I'm interested in mutex performance and messaging in the latest gcc with threads based on pthreads and the Ubuntu development environment. A good common problem for this is lunch philosophers, in which every philosopher uses lh and rh fork, shared with a left and right hand neighbor. I am increasing the number of philosophers to 99 to support the operation of a quad-core processor.
int result = try_lock(forks[lhf], forks[rhf]);
the above code allows my philosopher to try and grab the two forks they need to eat.
// if the forks are locked then start eating if (result == -1) { state[j] = philosophers::State::Eating; eating[j]++; if (longestWait < waiting[j]) { longestWait = waiting[j]; } waiting[j] = 0; } else { state[j] = philosophers::State::Thinking; thinking[j]++; waiting[j]++; }
the above code tracks how my philosophers progress in food or thinking, depending on whether they can reserve two forks.
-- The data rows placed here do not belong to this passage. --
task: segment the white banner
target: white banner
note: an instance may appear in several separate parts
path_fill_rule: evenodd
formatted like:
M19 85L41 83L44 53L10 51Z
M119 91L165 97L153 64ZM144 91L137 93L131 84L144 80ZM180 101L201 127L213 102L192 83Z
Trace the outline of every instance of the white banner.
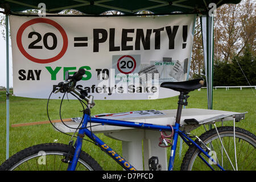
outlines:
M166 98L187 80L195 15L122 17L11 15L14 94L48 98L79 68L77 84L96 100ZM59 98L60 93L54 94Z

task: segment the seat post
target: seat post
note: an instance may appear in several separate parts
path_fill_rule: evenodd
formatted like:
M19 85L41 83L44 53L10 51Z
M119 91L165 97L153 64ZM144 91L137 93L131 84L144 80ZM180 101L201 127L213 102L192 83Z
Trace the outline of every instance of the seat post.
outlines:
M177 114L176 116L176 123L180 124L180 118L181 117L181 110L183 106L187 106L188 105L187 99L189 97L188 96L187 96L188 93L188 92L180 92L180 95L179 96L179 101L177 102L178 107L177 109Z

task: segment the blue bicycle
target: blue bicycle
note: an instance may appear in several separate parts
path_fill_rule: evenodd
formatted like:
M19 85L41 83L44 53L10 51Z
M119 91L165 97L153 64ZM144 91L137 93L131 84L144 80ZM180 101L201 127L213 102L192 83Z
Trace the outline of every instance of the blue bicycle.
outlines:
M183 82L163 82L161 84L160 86L180 92L175 124L174 126L163 126L91 117L90 109L95 105L93 97L88 96L86 91L81 89L80 86L76 87L77 82L81 80L84 74L85 71L80 69L73 76L69 76L64 82L60 82L55 86L52 92L60 92L64 94L69 93L76 97L84 107L82 120L79 127L76 129L78 132L70 135L72 139L69 144L46 143L30 147L18 152L6 160L0 166L0 170L102 170L102 168L93 158L81 150L83 141L88 140L84 138L86 135L90 139L90 142L108 154L123 169L135 171L135 168L131 164L92 132L91 127L93 126L91 125L91 123L155 130L162 133L171 133L168 136L163 135L160 142L160 144L164 146L171 147L168 170L172 170L174 167L179 136L189 146L184 157L181 170L256 169L256 137L249 131L234 126L217 127L215 120L211 122L215 127L207 131L200 137L181 131L181 110L184 105L187 105L187 94L189 92L202 86L204 83L202 78ZM48 104L48 103L47 108ZM234 123L244 118L244 114L233 115ZM221 118L215 119L221 119ZM200 124L193 118L184 121L192 125ZM209 122L204 124L208 123ZM53 125L53 126L54 126ZM77 136L75 135L75 133L77 133ZM76 138L75 143L73 138ZM149 159L150 170L161 169L161 166L157 163L157 157Z

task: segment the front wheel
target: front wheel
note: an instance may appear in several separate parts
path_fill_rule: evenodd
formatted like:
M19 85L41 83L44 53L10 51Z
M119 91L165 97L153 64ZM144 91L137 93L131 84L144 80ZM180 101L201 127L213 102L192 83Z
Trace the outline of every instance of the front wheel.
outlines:
M36 145L13 155L0 166L0 171L65 171L68 164L62 159L74 151L73 147L60 143ZM102 168L90 155L81 151L76 170L101 171Z
M205 144L210 148L211 151L209 155L225 170L255 170L255 136L248 131L236 127L234 140L233 127L222 126L217 129L220 139L216 129L205 132L199 137ZM196 142L200 144L198 140L196 140ZM187 151L182 162L181 170L212 169L200 158L199 154L201 154L201 156L210 163L213 169L220 170L216 164L200 153L193 145L189 147Z

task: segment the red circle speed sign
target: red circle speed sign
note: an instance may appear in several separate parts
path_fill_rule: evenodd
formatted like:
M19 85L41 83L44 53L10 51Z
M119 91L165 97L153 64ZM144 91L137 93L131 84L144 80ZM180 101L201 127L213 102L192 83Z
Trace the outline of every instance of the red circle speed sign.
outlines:
M38 23L49 24L57 28L61 34L62 38L63 39L63 46L60 52L56 56L46 59L38 59L28 54L24 49L22 42L22 34L27 27ZM42 64L49 63L60 59L65 54L65 52L66 52L67 49L68 48L68 36L67 36L66 32L65 32L65 30L63 29L63 28L62 28L61 26L56 22L49 19L43 18L33 19L24 23L20 26L20 27L19 27L18 31L16 42L19 49L21 53L24 55L24 56L33 62Z
M123 59L126 58L126 57L128 57L128 58L130 59L131 60L128 60L127 62L124 61L123 60ZM123 64L122 65L121 65L121 67L120 67L120 64L122 63L123 63ZM130 63L131 64L129 64L129 63ZM120 72L121 72L122 73L124 73L124 74L131 73L133 72L133 71L136 68L136 61L135 61L135 59L134 57L133 57L133 56L131 56L130 55L122 56L117 61L117 69L118 69L119 71ZM130 70L128 71L123 70L123 69L126 69L126 68L129 68Z

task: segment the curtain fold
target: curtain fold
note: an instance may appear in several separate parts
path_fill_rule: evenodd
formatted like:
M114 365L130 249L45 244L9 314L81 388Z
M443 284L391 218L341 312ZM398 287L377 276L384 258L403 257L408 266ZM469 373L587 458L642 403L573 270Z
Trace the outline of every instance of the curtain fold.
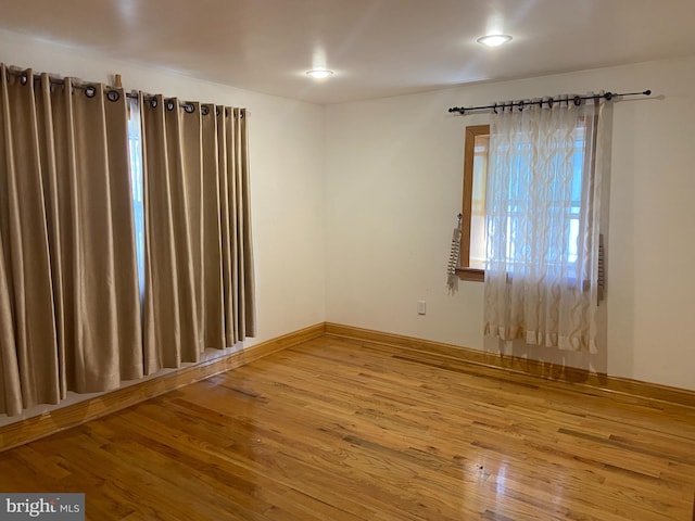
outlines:
M146 370L255 334L242 110L144 100Z
M0 414L255 334L245 111L137 107L141 165L122 89L0 64Z
M142 376L123 91L0 71L0 412ZM15 361L16 360L16 361Z
M596 352L605 110L569 98L493 116L485 334Z

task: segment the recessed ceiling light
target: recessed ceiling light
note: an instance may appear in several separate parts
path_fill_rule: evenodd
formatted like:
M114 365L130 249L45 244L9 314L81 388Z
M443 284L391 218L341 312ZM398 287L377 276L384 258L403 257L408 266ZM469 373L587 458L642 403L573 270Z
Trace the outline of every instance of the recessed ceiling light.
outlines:
M332 71L328 71L327 68L313 68L312 71L307 71L306 75L311 76L314 79L324 79L333 74Z
M478 38L476 41L478 43L482 43L488 47L497 47L510 41L511 37L509 35L488 35Z

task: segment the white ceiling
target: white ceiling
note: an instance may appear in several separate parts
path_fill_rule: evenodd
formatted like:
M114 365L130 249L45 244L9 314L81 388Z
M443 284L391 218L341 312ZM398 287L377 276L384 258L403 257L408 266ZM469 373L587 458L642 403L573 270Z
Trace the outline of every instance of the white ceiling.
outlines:
M695 0L0 4L1 28L321 104L695 54ZM514 40L496 49L476 43L498 31ZM316 66L336 74L311 80L304 73Z

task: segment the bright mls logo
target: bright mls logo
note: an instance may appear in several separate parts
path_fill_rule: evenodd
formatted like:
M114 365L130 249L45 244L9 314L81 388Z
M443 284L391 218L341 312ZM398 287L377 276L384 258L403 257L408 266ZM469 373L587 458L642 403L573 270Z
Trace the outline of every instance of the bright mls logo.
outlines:
M84 494L0 494L0 521L85 521Z

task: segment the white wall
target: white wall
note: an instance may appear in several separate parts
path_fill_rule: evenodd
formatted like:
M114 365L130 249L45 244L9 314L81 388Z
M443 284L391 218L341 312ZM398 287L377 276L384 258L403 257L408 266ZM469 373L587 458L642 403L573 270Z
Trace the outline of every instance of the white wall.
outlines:
M695 59L320 107L0 31L0 61L251 112L255 342L324 320L483 348L482 284L448 295L466 125L454 105L650 88L615 105L609 374L695 389ZM427 301L418 316L416 301ZM541 353L530 356L541 357ZM553 357L549 357L553 358ZM582 365L582 360L565 360ZM0 419L1 420L1 419ZM0 421L0 424L2 421Z
M695 390L695 59L478 84L326 109L327 319L483 348L482 284L448 295L466 125L446 109L601 89L652 89L615 104L609 374ZM690 295L690 296L688 296ZM418 316L416 301L427 301ZM555 354L529 356L557 361Z
M247 107L258 334L236 348L325 321L321 106L103 60L2 30L0 62L111 85L119 73L126 90ZM85 397L71 395L63 405ZM12 419L0 415L0 425L52 408Z

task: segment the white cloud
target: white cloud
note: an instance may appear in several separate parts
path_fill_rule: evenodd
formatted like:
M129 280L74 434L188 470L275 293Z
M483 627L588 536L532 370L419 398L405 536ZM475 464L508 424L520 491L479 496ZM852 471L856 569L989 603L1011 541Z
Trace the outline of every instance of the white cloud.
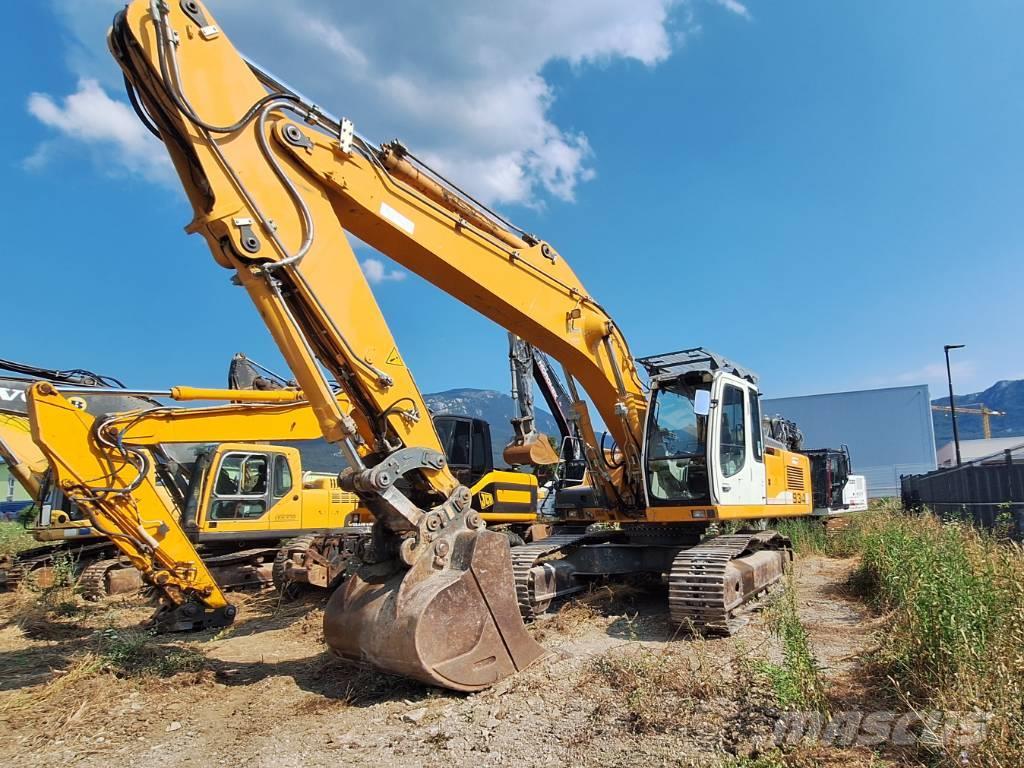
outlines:
M97 29L119 0L55 2L69 63L114 87ZM656 67L695 26L688 3L293 0L254 10L250 0L220 0L213 10L241 50L365 135L400 136L487 202L543 205L571 201L595 162L585 133L552 116L558 94L546 68Z
M169 182L172 178L171 162L160 141L146 131L131 108L112 99L95 80L80 80L78 90L66 96L62 103L48 93L33 93L28 110L65 139L101 147L101 162L106 168L139 173L153 181ZM46 139L25 159L24 165L40 170L63 146L63 139Z
M743 18L752 17L750 8L739 2L739 0L715 0L715 2L730 13L735 13L737 16L742 16Z
M398 283L406 280L406 272L401 269L390 269L387 265L380 259L364 259L359 262L362 266L362 273L367 275L367 280L370 281L371 285L378 285L380 283Z

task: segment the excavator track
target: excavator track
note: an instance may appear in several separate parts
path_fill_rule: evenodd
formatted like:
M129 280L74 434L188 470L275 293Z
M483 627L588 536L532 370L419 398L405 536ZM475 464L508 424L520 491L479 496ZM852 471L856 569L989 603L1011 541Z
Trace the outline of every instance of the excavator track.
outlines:
M118 567L118 559L95 560L82 570L78 578L78 589L86 600L98 600L106 596L106 574Z
M523 544L512 548L512 575L515 578L515 597L524 622L532 621L543 613L550 600L538 602L535 599L534 579L530 570L544 557L553 555L566 547L580 544L587 538L586 531L556 534L534 544Z
M276 556L273 558L273 587L278 591L278 594L286 600L297 597L303 587L301 582L294 582L289 578L288 566L292 562L301 561L315 539L315 535L300 536L291 539L281 546ZM297 555L299 556L298 558L296 557Z
M114 551L114 545L106 541L78 546L59 542L0 557L0 590L16 589L33 570L52 565L54 558L70 557L83 562L94 557L102 558Z
M730 563L755 551L782 551L793 556L788 540L771 530L715 537L676 555L669 573L672 625L697 634L731 634L736 628L732 623L735 609L781 575L779 569L766 584L727 579ZM742 587L746 589L740 593Z

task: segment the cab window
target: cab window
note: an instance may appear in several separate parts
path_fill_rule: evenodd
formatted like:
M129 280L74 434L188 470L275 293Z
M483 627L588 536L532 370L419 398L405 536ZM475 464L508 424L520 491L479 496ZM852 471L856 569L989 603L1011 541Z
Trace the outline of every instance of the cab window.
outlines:
M473 441L472 446L472 469L474 475L483 475L489 469L489 457L487 456L487 444L485 430L485 422L474 421L473 422Z
M761 430L761 398L753 389L746 390L746 393L751 400L751 435L754 437L752 440L754 461L760 462L764 460L765 454L764 434Z
M449 464L456 467L468 467L470 443L470 424L468 421L457 421L452 430L451 440L447 444Z
M266 514L268 458L264 454L227 454L214 482L211 520L255 520Z
M654 390L647 425L647 487L654 504L708 499L708 417L696 413L695 392L682 381Z
M743 390L726 384L722 393L721 445L719 459L722 474L731 477L743 468L746 461L746 420Z
M292 489L292 466L288 457L279 454L273 458L273 496L281 499Z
{ testEnd te(eating[j]+thinking[j]-1); unique_lock<mutex> lk(cycleDone); endCycle.wait(lk, te); }
the above code expects all philosophers to complete the selection after this time, when the philosopher can make a new attempt:
if ( philosophers::State::Eating == state[j] ) { state[j] = philosophers::State::Thinking; forks[lhf].unlock(); forks[rhf].unlock(); }
I have a main stream that controls philosophers and moves them from one cycle to the next, which allows them to eat and think as much as possible for about 10 seconds. The result is about 9,540 cycles with some starving philosophers, while others have a lot of food and a lot of time to think! Therefore, I need to protect my philosophers from hunger and wait too long, so I add more logic to prevent overeating, requiring that the philosopher-spruce break free and think, and not grab the same forks after a very short break:
Now I have 9598 cycles, each philosopher receives a relatively equal share of food (2620 - 2681) and thinks with the longest expectation 14. Not bad. But I'm not satisfied, so now I get rid of all the mutexes and locks and keep them simple when the four philosophers eat smooth cycles, and strange philosophers eat odd cycles. I use a simple philosopher synchronization method
while (counter < counters[j]) { this_thread::yield(); }
Prevents the philosopher from using or thinking too many times using a global cycle counter. The same time period and philosophers manage about 73,543 cycles with 36,400 units. And no more than 3 waiting cycles. Thus, my simple lock-free algorithm is faster and has a better distribution of processing between different threads.
Can anyone think of a better way to solve this problem? I am afraid that when I implement a complex system with multiple threads, if I follow the traditional methods of mutex and message passing, I end up with slower than necessary and possible unbalanced processing of various threads in my system.